O horror do assassinato do ambulante Luiz Carlos Ruas por dois jovens no metrô de São Paulo suscitou reflexões elevadas sobre a violência, a nossa apatia social, a coragem, a vida das pessoas invisíveis etc.
Como era inevitável, surgiu também uma leva de besteiras irresponsáveis. Uma delas saiu da boca do apresentador do “Bom Dia São Paulo”, da Globo, Rodrigo Bocardi.
Bocardi é o tipo que faz comentários na televisão. Eventualmente, espirituosos. Não no nível de Jorge Pontual, mas ele também preenche a cota de desinibidos da emissora, aqueles caras que são “fora da caixinha” e fazem aspas com os dedinhos.
No dia 29, Bocardi questionou a conivência do advogado dos dois homens que massacraram Ruas, perguntando ao público se o doutor, por saber onde estava um deles, também não deveria ser detido.
“Eu saí daqui ontem e fiquei pensando numa coisa que eu esqueci de falar.

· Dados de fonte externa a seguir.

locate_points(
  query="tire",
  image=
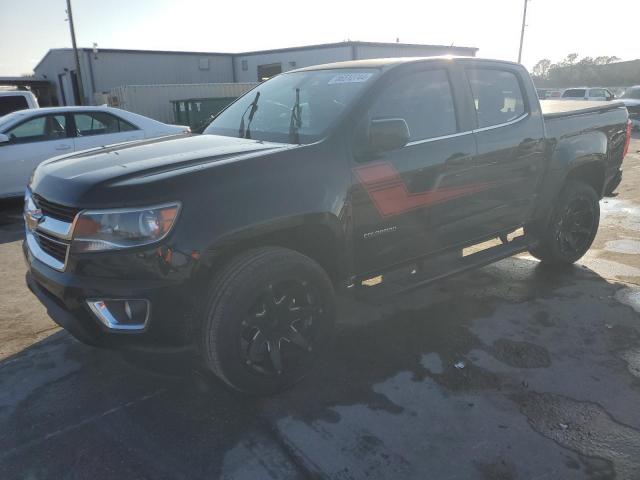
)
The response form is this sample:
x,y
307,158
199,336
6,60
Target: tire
x,y
269,315
572,226
613,184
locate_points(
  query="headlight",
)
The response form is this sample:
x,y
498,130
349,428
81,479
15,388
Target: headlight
x,y
100,230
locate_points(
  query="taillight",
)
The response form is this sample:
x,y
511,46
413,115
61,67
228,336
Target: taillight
x,y
627,142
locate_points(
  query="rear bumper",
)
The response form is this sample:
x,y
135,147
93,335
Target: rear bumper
x,y
64,296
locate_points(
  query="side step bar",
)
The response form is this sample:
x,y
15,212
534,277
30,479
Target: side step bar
x,y
435,268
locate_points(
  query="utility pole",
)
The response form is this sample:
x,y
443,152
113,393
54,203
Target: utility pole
x,y
75,53
524,24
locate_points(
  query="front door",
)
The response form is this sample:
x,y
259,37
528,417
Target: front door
x,y
97,129
31,142
401,197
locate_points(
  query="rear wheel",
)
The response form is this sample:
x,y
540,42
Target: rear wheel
x,y
270,314
572,226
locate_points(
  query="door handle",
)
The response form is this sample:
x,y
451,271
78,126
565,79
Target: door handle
x,y
458,159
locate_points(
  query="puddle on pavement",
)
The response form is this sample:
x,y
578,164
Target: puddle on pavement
x,y
631,247
609,268
620,213
585,428
632,357
520,354
629,296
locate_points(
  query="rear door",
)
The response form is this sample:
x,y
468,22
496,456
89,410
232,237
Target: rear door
x,y
96,129
598,94
403,198
12,103
510,141
31,142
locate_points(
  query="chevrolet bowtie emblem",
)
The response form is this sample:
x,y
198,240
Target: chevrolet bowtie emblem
x,y
33,218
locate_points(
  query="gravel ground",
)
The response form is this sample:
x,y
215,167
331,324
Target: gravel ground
x,y
508,372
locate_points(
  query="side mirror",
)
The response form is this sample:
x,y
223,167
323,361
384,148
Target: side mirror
x,y
388,133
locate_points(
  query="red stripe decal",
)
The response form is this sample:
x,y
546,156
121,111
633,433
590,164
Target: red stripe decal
x,y
389,193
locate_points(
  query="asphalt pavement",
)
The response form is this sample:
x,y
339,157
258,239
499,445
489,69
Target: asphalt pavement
x,y
513,371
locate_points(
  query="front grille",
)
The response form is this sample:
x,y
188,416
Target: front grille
x,y
53,247
55,210
634,111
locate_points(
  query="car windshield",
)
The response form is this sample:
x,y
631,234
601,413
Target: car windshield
x,y
9,117
574,93
294,107
633,93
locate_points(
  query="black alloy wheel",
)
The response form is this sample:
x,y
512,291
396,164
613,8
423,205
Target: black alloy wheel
x,y
279,330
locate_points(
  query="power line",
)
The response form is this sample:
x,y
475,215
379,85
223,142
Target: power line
x,y
75,53
524,24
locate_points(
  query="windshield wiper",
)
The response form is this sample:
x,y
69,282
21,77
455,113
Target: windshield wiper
x,y
296,119
253,106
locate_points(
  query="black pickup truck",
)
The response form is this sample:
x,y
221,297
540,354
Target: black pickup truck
x,y
234,243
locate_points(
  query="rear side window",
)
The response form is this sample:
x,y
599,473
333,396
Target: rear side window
x,y
424,100
100,123
39,129
497,96
12,103
574,93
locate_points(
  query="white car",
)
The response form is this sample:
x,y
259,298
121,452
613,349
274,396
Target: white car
x,y
631,100
28,137
12,100
597,94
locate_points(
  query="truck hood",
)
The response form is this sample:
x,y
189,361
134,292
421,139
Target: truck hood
x,y
127,163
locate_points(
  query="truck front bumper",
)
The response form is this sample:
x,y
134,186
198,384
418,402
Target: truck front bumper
x,y
65,297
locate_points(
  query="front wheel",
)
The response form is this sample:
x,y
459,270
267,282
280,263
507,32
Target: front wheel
x,y
572,226
270,313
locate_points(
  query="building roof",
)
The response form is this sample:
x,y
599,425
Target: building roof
x,y
258,52
392,62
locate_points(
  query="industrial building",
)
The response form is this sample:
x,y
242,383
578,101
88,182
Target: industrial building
x,y
105,69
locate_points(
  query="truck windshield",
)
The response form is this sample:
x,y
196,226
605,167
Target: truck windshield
x,y
294,107
633,93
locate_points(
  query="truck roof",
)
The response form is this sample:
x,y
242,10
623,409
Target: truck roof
x,y
391,62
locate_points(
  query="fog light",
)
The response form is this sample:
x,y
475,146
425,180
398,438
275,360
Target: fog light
x,y
128,315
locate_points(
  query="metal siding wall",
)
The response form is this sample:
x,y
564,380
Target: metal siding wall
x,y
154,101
392,51
303,58
113,69
53,65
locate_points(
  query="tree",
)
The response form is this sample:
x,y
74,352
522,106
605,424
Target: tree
x,y
541,69
571,59
605,60
587,61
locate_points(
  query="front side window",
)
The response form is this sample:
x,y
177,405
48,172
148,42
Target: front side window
x,y
99,123
424,100
12,103
497,96
574,93
39,129
633,93
296,107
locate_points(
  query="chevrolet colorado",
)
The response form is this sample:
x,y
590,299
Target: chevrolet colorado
x,y
235,243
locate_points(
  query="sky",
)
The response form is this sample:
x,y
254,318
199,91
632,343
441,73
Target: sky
x,y
555,28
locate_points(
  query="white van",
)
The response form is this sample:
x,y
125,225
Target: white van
x,y
12,100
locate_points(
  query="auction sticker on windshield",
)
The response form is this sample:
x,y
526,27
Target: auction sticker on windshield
x,y
350,78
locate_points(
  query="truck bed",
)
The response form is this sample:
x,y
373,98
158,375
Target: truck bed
x,y
565,108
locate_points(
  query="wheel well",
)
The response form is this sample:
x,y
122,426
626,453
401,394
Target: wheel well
x,y
591,173
315,241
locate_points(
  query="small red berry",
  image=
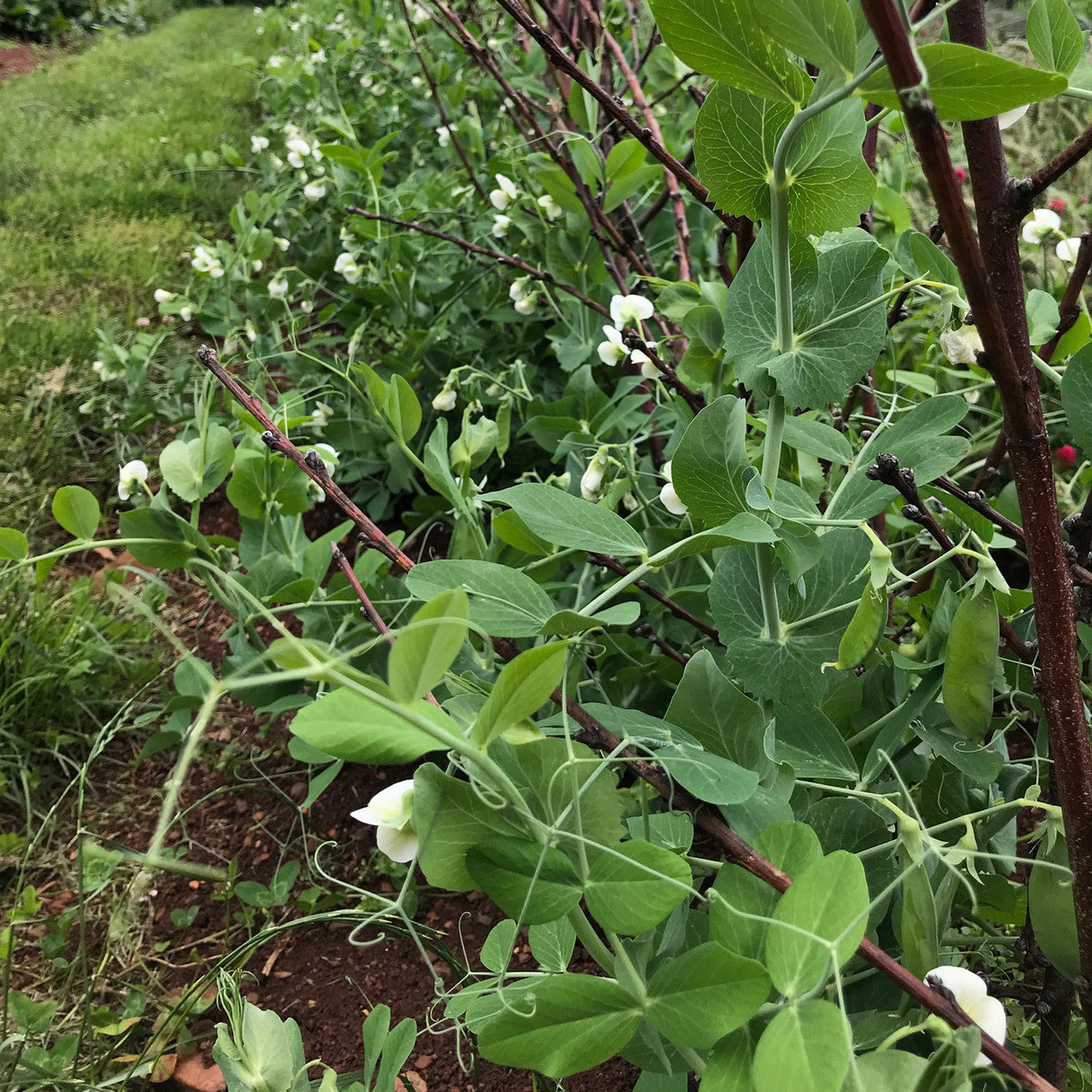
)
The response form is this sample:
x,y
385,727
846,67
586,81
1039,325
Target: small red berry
x,y
1066,456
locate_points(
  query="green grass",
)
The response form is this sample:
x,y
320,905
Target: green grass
x,y
96,207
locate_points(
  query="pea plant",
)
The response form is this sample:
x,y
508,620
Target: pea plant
x,y
752,658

Como é que tem que ser a nossa reação diante daquela declaração de ontem do advogado de defesa? Ele dizia ontem, antes do segundo rapaz ser preso, que ele estava em contato com o cliente dele e que ele não iria se apresentar”, diz Bocardi.

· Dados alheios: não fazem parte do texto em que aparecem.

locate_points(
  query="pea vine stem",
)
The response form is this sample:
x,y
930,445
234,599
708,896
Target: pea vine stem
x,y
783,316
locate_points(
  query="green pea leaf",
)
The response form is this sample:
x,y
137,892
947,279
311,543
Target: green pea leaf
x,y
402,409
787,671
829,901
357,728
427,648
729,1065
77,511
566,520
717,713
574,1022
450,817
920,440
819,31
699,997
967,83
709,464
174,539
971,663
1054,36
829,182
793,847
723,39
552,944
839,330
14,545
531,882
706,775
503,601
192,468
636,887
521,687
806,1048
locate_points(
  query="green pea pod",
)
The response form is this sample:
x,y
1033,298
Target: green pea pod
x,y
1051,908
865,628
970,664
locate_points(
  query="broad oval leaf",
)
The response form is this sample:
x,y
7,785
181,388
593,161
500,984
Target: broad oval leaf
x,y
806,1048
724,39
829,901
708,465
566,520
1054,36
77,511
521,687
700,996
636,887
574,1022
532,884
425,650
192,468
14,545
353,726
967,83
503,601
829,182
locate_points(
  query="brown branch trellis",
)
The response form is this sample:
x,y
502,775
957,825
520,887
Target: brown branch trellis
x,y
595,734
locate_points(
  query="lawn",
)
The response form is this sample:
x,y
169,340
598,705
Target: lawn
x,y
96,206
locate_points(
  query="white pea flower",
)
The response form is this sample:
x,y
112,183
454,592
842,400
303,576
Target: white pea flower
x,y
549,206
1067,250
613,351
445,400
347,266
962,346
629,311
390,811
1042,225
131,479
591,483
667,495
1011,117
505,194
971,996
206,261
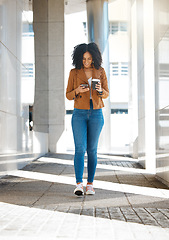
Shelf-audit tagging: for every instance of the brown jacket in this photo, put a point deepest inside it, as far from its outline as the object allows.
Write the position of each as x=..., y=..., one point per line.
x=82, y=100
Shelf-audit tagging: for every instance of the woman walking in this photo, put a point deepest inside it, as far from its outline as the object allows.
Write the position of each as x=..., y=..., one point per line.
x=87, y=118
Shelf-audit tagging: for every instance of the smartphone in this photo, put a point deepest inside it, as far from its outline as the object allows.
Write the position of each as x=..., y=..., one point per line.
x=84, y=85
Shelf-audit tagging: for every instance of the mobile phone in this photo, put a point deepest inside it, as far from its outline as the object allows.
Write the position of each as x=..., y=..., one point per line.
x=84, y=85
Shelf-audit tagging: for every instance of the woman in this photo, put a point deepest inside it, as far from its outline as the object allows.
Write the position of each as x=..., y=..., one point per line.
x=87, y=118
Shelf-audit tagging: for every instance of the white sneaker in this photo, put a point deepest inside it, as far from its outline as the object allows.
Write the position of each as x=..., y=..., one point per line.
x=89, y=189
x=79, y=189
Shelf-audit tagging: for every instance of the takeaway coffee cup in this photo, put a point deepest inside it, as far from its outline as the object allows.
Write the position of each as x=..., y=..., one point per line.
x=94, y=83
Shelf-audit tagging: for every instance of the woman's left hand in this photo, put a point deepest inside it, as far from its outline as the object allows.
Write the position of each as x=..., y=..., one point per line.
x=99, y=87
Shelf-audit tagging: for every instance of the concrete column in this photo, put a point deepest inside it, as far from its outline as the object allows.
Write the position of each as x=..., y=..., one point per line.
x=146, y=84
x=49, y=104
x=98, y=32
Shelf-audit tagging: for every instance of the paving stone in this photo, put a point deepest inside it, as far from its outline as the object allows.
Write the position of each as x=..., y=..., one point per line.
x=34, y=209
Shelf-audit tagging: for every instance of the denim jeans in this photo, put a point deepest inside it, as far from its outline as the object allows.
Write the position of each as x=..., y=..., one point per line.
x=86, y=126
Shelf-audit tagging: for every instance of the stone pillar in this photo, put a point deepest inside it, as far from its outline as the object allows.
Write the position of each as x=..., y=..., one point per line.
x=146, y=84
x=98, y=32
x=49, y=110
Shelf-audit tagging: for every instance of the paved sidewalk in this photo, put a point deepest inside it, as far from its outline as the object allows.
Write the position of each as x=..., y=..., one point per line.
x=37, y=202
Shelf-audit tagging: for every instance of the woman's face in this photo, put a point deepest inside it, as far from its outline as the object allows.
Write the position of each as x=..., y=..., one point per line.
x=87, y=60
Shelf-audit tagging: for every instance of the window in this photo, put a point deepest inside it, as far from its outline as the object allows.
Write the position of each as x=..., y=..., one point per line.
x=116, y=27
x=27, y=70
x=119, y=69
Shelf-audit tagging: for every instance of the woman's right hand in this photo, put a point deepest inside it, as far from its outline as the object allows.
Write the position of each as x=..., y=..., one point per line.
x=81, y=89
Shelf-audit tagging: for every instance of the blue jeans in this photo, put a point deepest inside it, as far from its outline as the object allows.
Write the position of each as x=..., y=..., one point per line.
x=86, y=126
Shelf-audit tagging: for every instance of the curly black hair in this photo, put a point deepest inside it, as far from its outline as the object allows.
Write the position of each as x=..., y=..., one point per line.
x=80, y=49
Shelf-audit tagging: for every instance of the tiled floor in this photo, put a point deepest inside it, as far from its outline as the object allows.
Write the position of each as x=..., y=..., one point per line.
x=37, y=202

“Gente, o Estado tem um mandado de prisão, o Estado está oferecendo uma recompensa de 50 mil reais pra quem oferecer qualquer denúncia, você tem um advogado que sabe onde está a pessoa e ele diz isso pra todo mundo. Será que o advogado não deveria ser preso também? É estranho, né? Enfim…”
Bocardi poderia ter consultado o departamento jurídico de sua empresa sobre relação de confidencialidade, direito de sigilo e outras coisas antes de dividir uma dúvida dessa natureza com o público.
Público que, aliás, está sedento de vingança, como é de se esperar. Na noite em que Alípio Rogério Belo dos Santos e Ricardo Martins do Nascimento foram transferidos, na Barra Funda, uma multidão gritava “assassinos” e ameaçava linchá-los. Os investigadores tiveram de soltar bombas de efeito moral.
Num momento de ânimos exaltados, faz sentido esse discurso demagógico? Não bastam os Datenas? Supondo que a questão seja pertinente, que tal um especialista para dialogar?
Bocardi anda está longe de ser uma Sheherazade de saias e não parece um sujeito que vai elogiar grupos de justiceiros que amarram jovens em postes.
Mas um pouco de sobriedade e inteligência sempre vai bem em horas dramáticas em que todos estão revoltados e parecem perdidos.
O Brasil já tem juízes justiceiros demais.